D’une certaine conception de l’efficacité
Le système éducatif finlandais s’appuie sur une conception ultra-rationnelle des enjeux économiques mondiaux actuels et surtout futurs. Pragmatisme, rationalité et aussi une bonne dose de numérique, c’est la clé de la réussite finlandaise. Marjo Kyllonen, l’un des responsables du développement des réformes pour la capitale Helsinki, ne dit pas autre chose :
« Nous avons réellement besoin de repenser notre éducation, et de faire évoluer la structure de notre système, dans l’optique de fournir à nos enfants les outils nécessaires pour aujourd’hui, et pour demain. Il y a encore des écoles qui enseignent dans la vieille méthode qui était certes efficace au début des années 1900, mais désormais les nécessités ne sont plus les mêmes ; nous avons besoin de quelque chose adapté au vingt-et-unième siècle[6] ».

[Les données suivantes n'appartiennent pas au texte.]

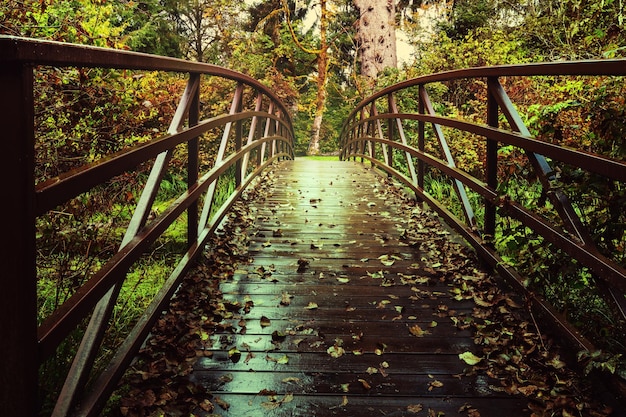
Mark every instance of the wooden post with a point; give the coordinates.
(421, 138)
(492, 163)
(193, 166)
(18, 281)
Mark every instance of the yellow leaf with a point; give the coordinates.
(417, 331)
(335, 351)
(365, 384)
(469, 358)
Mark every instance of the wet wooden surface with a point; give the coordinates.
(334, 271)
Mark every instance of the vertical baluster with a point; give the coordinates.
(421, 139)
(459, 188)
(266, 133)
(251, 134)
(393, 108)
(238, 144)
(193, 167)
(18, 298)
(492, 162)
(221, 152)
(90, 343)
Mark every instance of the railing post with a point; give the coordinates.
(18, 298)
(421, 140)
(193, 167)
(238, 144)
(390, 137)
(492, 162)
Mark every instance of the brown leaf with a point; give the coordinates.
(417, 331)
(207, 405)
(365, 384)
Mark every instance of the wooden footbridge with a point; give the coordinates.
(355, 291)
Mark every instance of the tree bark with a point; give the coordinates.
(322, 72)
(376, 36)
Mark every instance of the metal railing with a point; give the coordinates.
(376, 131)
(26, 345)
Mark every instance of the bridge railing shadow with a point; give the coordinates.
(255, 132)
(399, 131)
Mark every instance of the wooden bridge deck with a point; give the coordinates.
(353, 304)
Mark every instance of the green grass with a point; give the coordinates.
(320, 157)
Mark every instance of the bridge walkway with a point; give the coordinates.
(355, 301)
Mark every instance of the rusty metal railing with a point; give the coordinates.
(25, 345)
(376, 131)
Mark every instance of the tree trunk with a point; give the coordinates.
(322, 71)
(376, 36)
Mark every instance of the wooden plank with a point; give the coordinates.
(369, 287)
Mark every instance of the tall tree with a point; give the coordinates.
(205, 24)
(376, 36)
(322, 77)
(322, 58)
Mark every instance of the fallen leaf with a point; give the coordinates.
(285, 299)
(207, 405)
(417, 331)
(335, 351)
(365, 384)
(434, 384)
(469, 358)
(223, 404)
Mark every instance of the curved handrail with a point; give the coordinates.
(269, 137)
(364, 136)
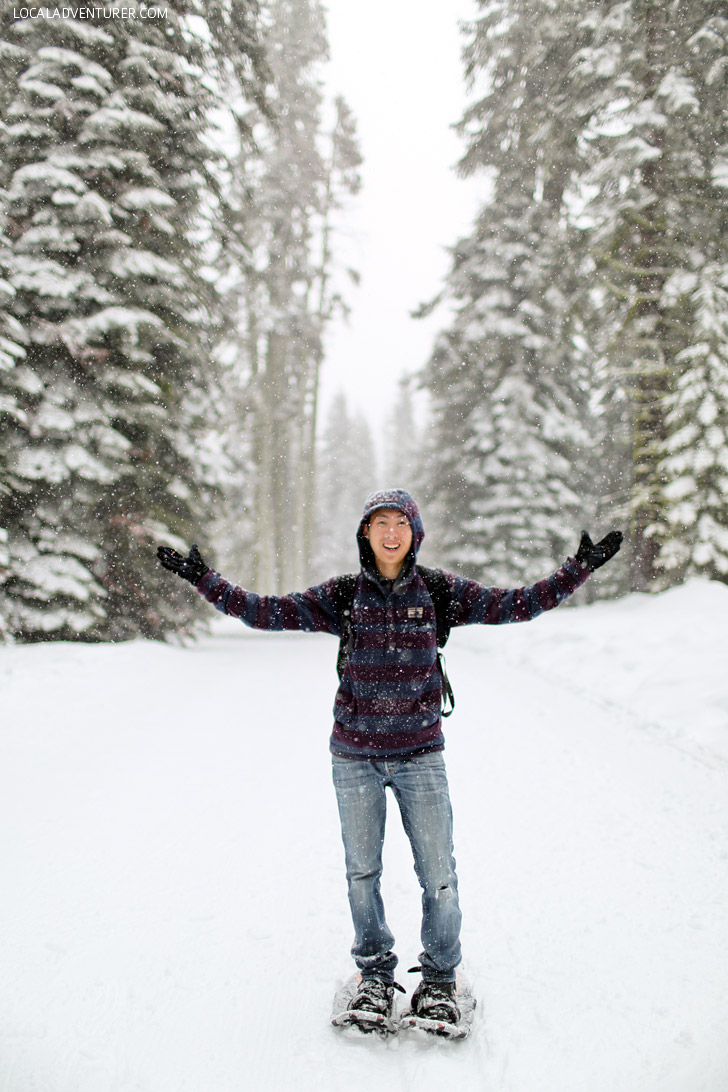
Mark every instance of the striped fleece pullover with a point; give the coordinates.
(388, 703)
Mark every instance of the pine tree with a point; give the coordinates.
(285, 285)
(656, 80)
(106, 168)
(513, 399)
(347, 474)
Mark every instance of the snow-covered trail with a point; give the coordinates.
(175, 912)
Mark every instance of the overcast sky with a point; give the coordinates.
(397, 63)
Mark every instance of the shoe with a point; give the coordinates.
(436, 1000)
(373, 995)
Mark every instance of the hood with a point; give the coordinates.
(402, 501)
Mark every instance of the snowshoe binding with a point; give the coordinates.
(441, 1008)
(368, 1005)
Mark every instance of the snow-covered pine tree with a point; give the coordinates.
(402, 448)
(105, 168)
(284, 295)
(347, 473)
(656, 79)
(514, 471)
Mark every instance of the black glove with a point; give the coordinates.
(191, 568)
(594, 555)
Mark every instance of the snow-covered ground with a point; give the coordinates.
(174, 913)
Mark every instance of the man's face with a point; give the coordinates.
(390, 536)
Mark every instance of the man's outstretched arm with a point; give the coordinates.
(311, 610)
(478, 604)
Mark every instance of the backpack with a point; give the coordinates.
(444, 614)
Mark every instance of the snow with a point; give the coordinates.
(175, 913)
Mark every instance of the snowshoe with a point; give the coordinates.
(366, 1004)
(441, 1008)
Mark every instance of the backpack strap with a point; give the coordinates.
(445, 610)
(342, 596)
(445, 613)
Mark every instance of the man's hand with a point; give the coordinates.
(191, 568)
(594, 555)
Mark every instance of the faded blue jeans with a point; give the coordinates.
(420, 788)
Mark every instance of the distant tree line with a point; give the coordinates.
(168, 193)
(583, 377)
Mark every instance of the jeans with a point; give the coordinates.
(420, 788)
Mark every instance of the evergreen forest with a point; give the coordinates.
(172, 189)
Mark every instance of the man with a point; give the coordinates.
(388, 728)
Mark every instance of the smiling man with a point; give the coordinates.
(388, 723)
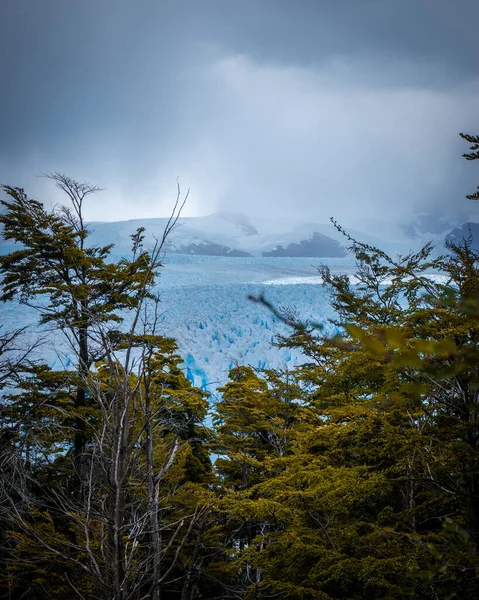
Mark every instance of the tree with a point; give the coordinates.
(124, 529)
(472, 155)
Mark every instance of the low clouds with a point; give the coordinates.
(307, 143)
(294, 111)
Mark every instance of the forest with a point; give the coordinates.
(352, 477)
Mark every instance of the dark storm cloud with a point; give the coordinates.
(291, 108)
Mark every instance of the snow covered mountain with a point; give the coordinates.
(235, 235)
(213, 264)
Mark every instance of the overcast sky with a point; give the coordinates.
(294, 108)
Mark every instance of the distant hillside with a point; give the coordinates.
(235, 235)
(317, 246)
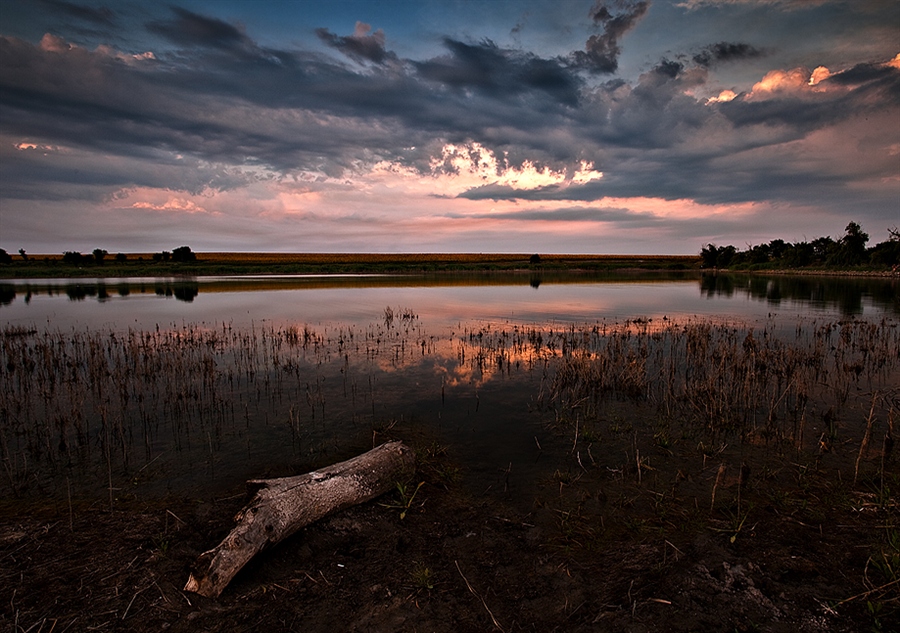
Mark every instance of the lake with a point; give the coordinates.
(191, 386)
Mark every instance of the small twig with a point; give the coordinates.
(475, 593)
(139, 592)
(866, 594)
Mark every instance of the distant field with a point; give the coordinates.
(143, 264)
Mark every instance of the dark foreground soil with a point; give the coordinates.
(458, 562)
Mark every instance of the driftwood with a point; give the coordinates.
(283, 506)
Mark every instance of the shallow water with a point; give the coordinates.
(193, 386)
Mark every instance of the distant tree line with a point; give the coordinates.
(824, 252)
(98, 256)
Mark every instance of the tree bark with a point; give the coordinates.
(283, 506)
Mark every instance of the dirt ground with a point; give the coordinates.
(460, 561)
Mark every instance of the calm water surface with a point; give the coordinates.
(439, 301)
(193, 386)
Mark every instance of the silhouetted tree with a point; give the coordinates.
(852, 247)
(183, 254)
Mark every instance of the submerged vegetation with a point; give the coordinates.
(644, 450)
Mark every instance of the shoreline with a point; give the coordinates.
(238, 264)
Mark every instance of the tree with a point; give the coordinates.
(72, 257)
(852, 247)
(183, 254)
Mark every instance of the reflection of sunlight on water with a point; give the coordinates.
(208, 405)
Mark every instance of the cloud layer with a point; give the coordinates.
(339, 142)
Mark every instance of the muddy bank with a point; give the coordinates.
(602, 552)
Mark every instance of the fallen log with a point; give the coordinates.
(283, 506)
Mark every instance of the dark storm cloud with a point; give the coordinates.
(191, 29)
(223, 99)
(499, 72)
(874, 88)
(725, 52)
(360, 46)
(101, 16)
(615, 18)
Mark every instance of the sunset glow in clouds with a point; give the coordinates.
(607, 126)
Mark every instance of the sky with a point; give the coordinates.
(526, 126)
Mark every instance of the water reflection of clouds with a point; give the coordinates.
(443, 307)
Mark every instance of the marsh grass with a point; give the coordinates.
(654, 406)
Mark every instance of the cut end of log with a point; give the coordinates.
(283, 506)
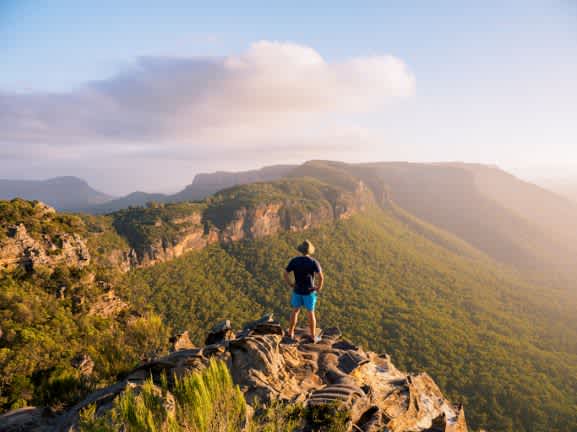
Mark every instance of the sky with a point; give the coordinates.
(142, 95)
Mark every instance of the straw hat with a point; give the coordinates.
(306, 248)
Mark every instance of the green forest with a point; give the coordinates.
(502, 345)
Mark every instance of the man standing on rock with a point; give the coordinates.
(304, 268)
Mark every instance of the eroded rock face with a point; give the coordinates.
(196, 231)
(333, 374)
(19, 248)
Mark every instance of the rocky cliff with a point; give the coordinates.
(33, 234)
(363, 388)
(41, 248)
(168, 230)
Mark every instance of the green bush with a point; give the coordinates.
(205, 401)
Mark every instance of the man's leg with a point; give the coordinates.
(294, 319)
(312, 323)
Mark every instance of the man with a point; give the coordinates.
(305, 291)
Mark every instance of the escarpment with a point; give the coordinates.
(362, 388)
(54, 242)
(35, 235)
(162, 232)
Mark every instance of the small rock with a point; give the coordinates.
(220, 333)
(181, 342)
(83, 363)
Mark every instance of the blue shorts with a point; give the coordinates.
(308, 301)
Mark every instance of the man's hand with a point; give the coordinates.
(287, 279)
(321, 282)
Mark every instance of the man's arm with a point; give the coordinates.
(288, 280)
(321, 280)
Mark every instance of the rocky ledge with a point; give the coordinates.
(269, 367)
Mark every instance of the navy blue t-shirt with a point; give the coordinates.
(304, 268)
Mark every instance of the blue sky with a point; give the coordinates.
(492, 82)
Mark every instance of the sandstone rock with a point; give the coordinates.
(333, 375)
(181, 341)
(20, 248)
(220, 333)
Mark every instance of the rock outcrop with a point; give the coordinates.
(333, 374)
(19, 248)
(202, 227)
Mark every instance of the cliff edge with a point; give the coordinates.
(362, 387)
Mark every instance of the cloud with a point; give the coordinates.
(196, 103)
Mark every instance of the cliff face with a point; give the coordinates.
(363, 388)
(19, 248)
(173, 236)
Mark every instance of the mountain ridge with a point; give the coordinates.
(424, 294)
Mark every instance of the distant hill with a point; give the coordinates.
(63, 193)
(513, 221)
(437, 299)
(208, 183)
(203, 185)
(134, 199)
(567, 188)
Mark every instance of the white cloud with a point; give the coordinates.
(198, 103)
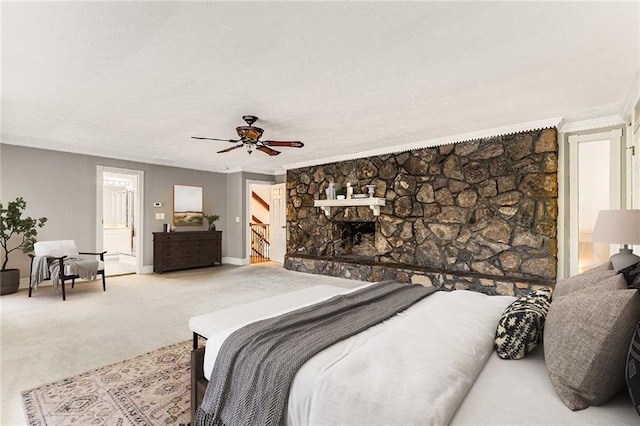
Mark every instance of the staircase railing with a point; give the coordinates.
(259, 242)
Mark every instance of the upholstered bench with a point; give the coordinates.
(206, 325)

Voilà qui est dit, et déjà en bonne partie acté. A plusieurs milliers de kilomètres de là, aussi bien au point de vue géographique que conceptuel, il y a le « modèle » français. Après une succession de réformes depuis trente ans pour parvenir à doter une partie des écoles françaises de matériel informatique, le fameux « Grand plan pour l’École de la République » semble annoncer un changement sérieux, à concrétiser dans les faits. Car le problème semble endémique au système éducatif français, frappé d’une lenteur léthargique terrible, et d’une crainte proverbiale à l’idée de toute réforme audacieuse. Ainsi, depuis la première annonce très vague du plan à la rentrée 2014, il a fallu attendre une demi-douzaine d’interventions officielles pour en savoir à chaque fois un peu plus sur le contenu réel. Entre temps, une laborieuse « concertation sur le numérique » a débuté durant l’automne, en attendant la réunion du Conseil supérieur des programmes « pour faire des propositions pour le développement du numérique dans les années qui viennent [7] ».
Les « orientations définitives » du plan devraient être annoncées en mai, avant d’espérer une mise en application concrète sur le terrain en 2016, tout en priant pour éviter un soulèvement massif des plus conservateurs. Une odyssée, voire une croisade. Rendez-vous au prochain classement du Programme PISA.